Saturday, May 12, 2012

The God of Chaos and Other Things

So ironically enough going to see the Avengers in theaters with my brothers yesterday (the movie was excellent we all enjoyed it) reminded me how much love Loki in Norse mythology.

I say ironically because I just spent the better part of a year obsessively studying Norse mythology and Viking age Iceland (I've written a number of novella stories related to this) yet it was a comic book movie that reminded me of my love for the God of chaos. Loki though is really an amazingly complex character. He can be good, or evil, God and Jötunn, truth teller, liar, shape-shifter, God of fire and all around plotter and schemer. He is my favorite kind of character.

This lovely illustration by Arthur Rackham for a scene from Wagner's Ring Cycle where Loki taunts the distraught Rhine maidens has hung over my writing desk pinned to by bulletin board since  I was about sixteen.
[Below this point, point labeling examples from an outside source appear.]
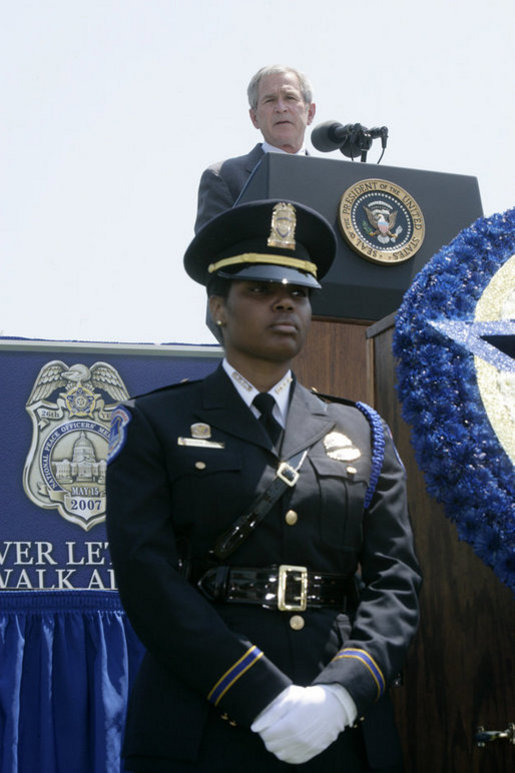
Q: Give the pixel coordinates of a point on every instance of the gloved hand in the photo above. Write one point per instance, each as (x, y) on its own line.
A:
(303, 721)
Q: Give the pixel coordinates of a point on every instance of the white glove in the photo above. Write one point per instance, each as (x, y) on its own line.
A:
(303, 721)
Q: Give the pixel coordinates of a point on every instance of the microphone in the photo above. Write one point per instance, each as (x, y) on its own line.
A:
(352, 139)
(330, 135)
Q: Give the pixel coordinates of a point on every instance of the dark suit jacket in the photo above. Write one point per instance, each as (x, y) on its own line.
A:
(222, 183)
(167, 498)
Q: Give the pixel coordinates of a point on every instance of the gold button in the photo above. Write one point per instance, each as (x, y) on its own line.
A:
(291, 517)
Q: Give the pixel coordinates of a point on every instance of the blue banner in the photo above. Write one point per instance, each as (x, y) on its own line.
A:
(68, 652)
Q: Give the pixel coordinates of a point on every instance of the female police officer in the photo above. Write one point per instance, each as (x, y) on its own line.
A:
(237, 529)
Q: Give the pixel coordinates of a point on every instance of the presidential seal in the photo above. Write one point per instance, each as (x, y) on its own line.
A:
(71, 409)
(381, 221)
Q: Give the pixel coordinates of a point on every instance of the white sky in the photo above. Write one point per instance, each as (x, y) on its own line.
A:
(111, 109)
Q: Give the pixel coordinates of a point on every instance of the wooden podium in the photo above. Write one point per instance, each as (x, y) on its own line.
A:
(355, 288)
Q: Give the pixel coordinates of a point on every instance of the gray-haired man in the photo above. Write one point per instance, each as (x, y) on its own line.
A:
(281, 107)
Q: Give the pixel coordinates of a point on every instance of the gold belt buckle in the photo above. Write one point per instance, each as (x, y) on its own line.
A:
(301, 604)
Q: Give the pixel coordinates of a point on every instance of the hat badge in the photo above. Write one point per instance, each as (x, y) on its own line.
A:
(282, 228)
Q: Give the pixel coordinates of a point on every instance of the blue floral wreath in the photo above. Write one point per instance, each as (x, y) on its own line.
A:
(465, 465)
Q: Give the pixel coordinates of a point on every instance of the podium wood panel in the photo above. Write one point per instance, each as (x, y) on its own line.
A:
(334, 359)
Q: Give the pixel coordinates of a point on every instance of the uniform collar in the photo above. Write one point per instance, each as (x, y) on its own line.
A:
(247, 391)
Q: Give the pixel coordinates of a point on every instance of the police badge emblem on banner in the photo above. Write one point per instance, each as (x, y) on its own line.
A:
(70, 408)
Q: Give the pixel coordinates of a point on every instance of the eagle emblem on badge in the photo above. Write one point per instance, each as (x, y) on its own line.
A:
(65, 468)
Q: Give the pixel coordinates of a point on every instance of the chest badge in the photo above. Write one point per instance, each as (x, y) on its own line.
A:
(341, 448)
(201, 430)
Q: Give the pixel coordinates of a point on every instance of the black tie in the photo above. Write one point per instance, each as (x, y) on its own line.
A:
(265, 405)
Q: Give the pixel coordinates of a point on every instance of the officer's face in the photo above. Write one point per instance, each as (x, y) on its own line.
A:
(281, 112)
(263, 320)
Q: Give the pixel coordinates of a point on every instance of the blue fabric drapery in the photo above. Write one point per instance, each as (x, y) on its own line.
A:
(67, 663)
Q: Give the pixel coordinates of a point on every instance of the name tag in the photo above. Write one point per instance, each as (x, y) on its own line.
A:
(199, 443)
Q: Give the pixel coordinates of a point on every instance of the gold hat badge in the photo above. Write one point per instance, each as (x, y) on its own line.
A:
(282, 229)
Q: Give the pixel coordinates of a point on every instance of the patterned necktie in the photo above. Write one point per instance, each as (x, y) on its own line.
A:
(265, 404)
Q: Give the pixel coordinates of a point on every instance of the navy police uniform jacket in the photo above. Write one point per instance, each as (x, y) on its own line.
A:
(169, 499)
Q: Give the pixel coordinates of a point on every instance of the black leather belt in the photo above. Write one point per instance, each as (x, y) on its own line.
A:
(285, 587)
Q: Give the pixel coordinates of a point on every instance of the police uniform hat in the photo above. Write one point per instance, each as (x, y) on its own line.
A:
(263, 241)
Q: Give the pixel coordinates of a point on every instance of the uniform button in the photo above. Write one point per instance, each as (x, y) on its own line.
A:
(291, 517)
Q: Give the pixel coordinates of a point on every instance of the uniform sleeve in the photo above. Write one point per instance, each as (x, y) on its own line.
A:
(177, 625)
(387, 616)
(214, 197)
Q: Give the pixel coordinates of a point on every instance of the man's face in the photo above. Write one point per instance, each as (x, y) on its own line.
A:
(281, 113)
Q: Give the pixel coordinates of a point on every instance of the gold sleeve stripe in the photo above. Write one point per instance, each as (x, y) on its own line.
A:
(232, 675)
(369, 663)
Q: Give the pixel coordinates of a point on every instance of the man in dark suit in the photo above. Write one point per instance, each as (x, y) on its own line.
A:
(240, 508)
(281, 107)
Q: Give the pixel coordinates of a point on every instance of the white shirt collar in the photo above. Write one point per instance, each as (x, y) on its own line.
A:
(247, 392)
(267, 148)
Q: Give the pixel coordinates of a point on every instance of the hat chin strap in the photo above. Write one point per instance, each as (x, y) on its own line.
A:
(256, 257)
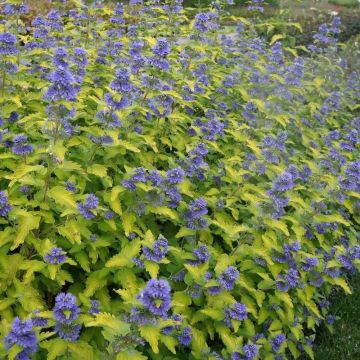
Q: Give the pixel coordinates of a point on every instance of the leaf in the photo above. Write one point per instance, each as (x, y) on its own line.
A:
(131, 354)
(215, 314)
(62, 197)
(98, 170)
(331, 218)
(127, 145)
(275, 38)
(185, 232)
(170, 342)
(83, 260)
(124, 258)
(152, 335)
(26, 223)
(342, 283)
(152, 268)
(110, 321)
(81, 350)
(114, 200)
(277, 224)
(163, 210)
(128, 221)
(55, 348)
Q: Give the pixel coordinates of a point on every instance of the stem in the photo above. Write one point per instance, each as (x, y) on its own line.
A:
(47, 181)
(93, 155)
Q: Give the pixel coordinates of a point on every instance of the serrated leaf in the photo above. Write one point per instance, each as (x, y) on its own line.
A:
(126, 255)
(26, 224)
(152, 268)
(55, 348)
(62, 196)
(152, 335)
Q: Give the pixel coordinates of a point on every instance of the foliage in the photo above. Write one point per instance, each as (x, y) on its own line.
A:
(169, 190)
(350, 3)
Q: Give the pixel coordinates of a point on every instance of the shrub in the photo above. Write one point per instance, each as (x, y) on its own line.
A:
(169, 191)
(349, 3)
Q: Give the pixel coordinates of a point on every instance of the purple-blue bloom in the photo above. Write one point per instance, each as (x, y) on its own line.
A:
(55, 256)
(228, 277)
(5, 207)
(65, 310)
(159, 251)
(156, 297)
(21, 334)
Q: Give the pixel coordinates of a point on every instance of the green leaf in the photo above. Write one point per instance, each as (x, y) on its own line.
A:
(55, 348)
(98, 170)
(131, 354)
(170, 342)
(81, 350)
(152, 268)
(331, 218)
(114, 200)
(62, 196)
(277, 224)
(125, 256)
(128, 221)
(26, 223)
(151, 334)
(110, 321)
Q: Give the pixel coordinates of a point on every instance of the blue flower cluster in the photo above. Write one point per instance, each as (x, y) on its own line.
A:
(22, 334)
(66, 311)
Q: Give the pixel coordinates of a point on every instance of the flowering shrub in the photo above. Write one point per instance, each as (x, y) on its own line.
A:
(169, 190)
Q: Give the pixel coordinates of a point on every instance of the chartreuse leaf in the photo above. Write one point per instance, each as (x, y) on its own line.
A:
(81, 350)
(170, 342)
(151, 334)
(55, 348)
(124, 258)
(110, 321)
(26, 223)
(131, 354)
(62, 197)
It is one of my favorite Arthur Rackham illustrations and one of my favorite portrayals of Loki. I love the fact that steam rises from the water where his foot touches it as if his body is made of fire.

Another of my favorite illustrators, John Bauer, did an rendering of one of my favorite myths involving Loki all be it a rather strange and confusing one.


In this story which is told in a short stanza within the Hyndluljóð 


Loki ate some of the heart, the thought-stone of a woman,
roasted on a linden-wood fire, he found it half-cooked;
Lopt was impregnated by a wicked woman,
from whom every ogress on earth is descended.


In this story Loki eats a human heart. We aren't quite sure why or who's heart it is although it does seem to be the heart of someone who practiced very powerful magic because eating the heart impregnates Loki. Loki ends up giving birth to an "ogre." Now "ogre" itself is a French word and although very similar creatures appear in many mythologies ogres as large, viscous, people-eating creatures is a central European folktale creation and doesn't actually appear in Norse mythology that I am aware of.

The passage can also be translated thus:


A heart ate Loki,-- | in the embers it lay,
And half-cooked found he | the woman's heart;--
With child from the woman | Lopt soon was,
And thence among men | came the monsters all.

Now between "ogre" and "monsters" I like to think, and other have also put this forward, that Loki gave birth to the first troll-mother, and that is where the Norse trolls come from. 

It makes sense within the realm of Norse mythology and even more sense given the way I have re-imagined trolls in my own work. I can very easily see them as being the children of chaos, fire and very powerful magic. It would still probably horrify Girin though.